WASHINGTON — Austrian startup Enpulsion claims to have found the key to bringing a notoriously difficult propulsion technology to market.
To do so, Enpulsion has raised 3.4 million euros — 1 million for European Space Agency (ESA) research and 2.4 million from private sources and the European Commission — and is establishing a U.S. division in San Francisco, Richard Sypniewski Jr., Enpulsion’s senior business development engineer, told SpaceNews.
Enpulsion is commercializing a Field Emission Electric Propulsion, or FEEP, thruster starting with small satellites ranging from 3 to 100 kilograms, Sypniewski said. ESA and industry have studied FEEP systems for well over a decade, but with limited success getting the technology beyond the laboratory.
The lure of FEEP thrusters is their ability to enable extremely precise movements or station-keeping while in space.

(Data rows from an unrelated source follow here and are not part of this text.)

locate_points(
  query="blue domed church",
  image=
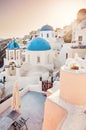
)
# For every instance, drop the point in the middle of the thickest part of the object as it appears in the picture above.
(47, 32)
(37, 54)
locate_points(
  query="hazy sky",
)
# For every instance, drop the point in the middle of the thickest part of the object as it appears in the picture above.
(19, 17)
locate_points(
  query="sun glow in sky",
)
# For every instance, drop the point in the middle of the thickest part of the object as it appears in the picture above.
(19, 17)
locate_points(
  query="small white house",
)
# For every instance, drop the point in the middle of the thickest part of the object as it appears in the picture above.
(79, 33)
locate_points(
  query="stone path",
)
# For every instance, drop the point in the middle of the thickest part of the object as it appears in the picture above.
(32, 107)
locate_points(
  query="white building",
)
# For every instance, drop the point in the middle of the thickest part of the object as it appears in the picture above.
(79, 33)
(47, 32)
(34, 61)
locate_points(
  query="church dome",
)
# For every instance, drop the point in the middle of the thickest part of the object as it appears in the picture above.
(38, 44)
(13, 45)
(46, 28)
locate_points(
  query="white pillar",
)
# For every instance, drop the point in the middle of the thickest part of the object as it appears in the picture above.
(17, 71)
(26, 58)
(7, 71)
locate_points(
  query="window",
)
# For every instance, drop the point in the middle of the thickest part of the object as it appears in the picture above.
(38, 59)
(47, 35)
(79, 38)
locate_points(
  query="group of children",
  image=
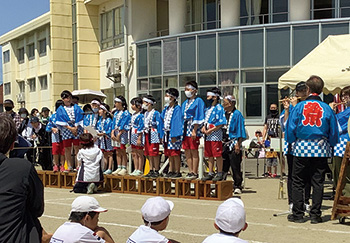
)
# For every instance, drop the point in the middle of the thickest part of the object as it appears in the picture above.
(175, 127)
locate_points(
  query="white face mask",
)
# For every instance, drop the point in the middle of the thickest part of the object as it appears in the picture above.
(188, 94)
(167, 100)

ESA intended to use FEEP thrusters from Austria’s Fotec for the Lisa Pathfinder science mission, but production complications contributed meaningfully to the mission’s delays and ESA ultimately replaced the thrusters with more mature cold gas thrusters.
Enpulsion spun out of Fotec, a research division of the University of Applied Sciences Wiener Neustadt in Austria, to commercialize a breakthrough involving the use of a “porous tungsten crown emitter,” which Sypniewski said “provides a stable and repeatable technology that can be produced on a mass-production scale.”
“We have an enormous interest from worldwide small satellite manufacturers in our product,” Alexander Reissner, Enpulsion’s founder and CEO, said in a statement. “The key to this success is the concept of clustering pre-qualified building blocks, which is made possible by our proprietary Indium-FEEP technology. It seems that our offer of providing a custom propulsion solution at a catalog price and with less than two months lead time is really hitting a nerve of the industry.”
Sypniewski said the company plans to produce 100 to 200 thrusters per year, and has 150 pre-orders from customers in Europe and the United States. Among those customers is Iceye, a Finnish synthetic aperture radar startup that is flying a cluster of Enpulsion FEEP thrusters next year.
Sypniewski said Fotec continues to support Enpulsion with a team of more than 40 full-time engineers. Enpulsion consists of 15 full time employees today, he said, and will open its U.S. office with two full-time employees.
“The plan is to expand quickly as demands are high,” he said.
Sypniewski said Enpulsion is producing FEEP thrusters in Austria, but is open to manufacturing in the U.S. if demand there warrants further expansion.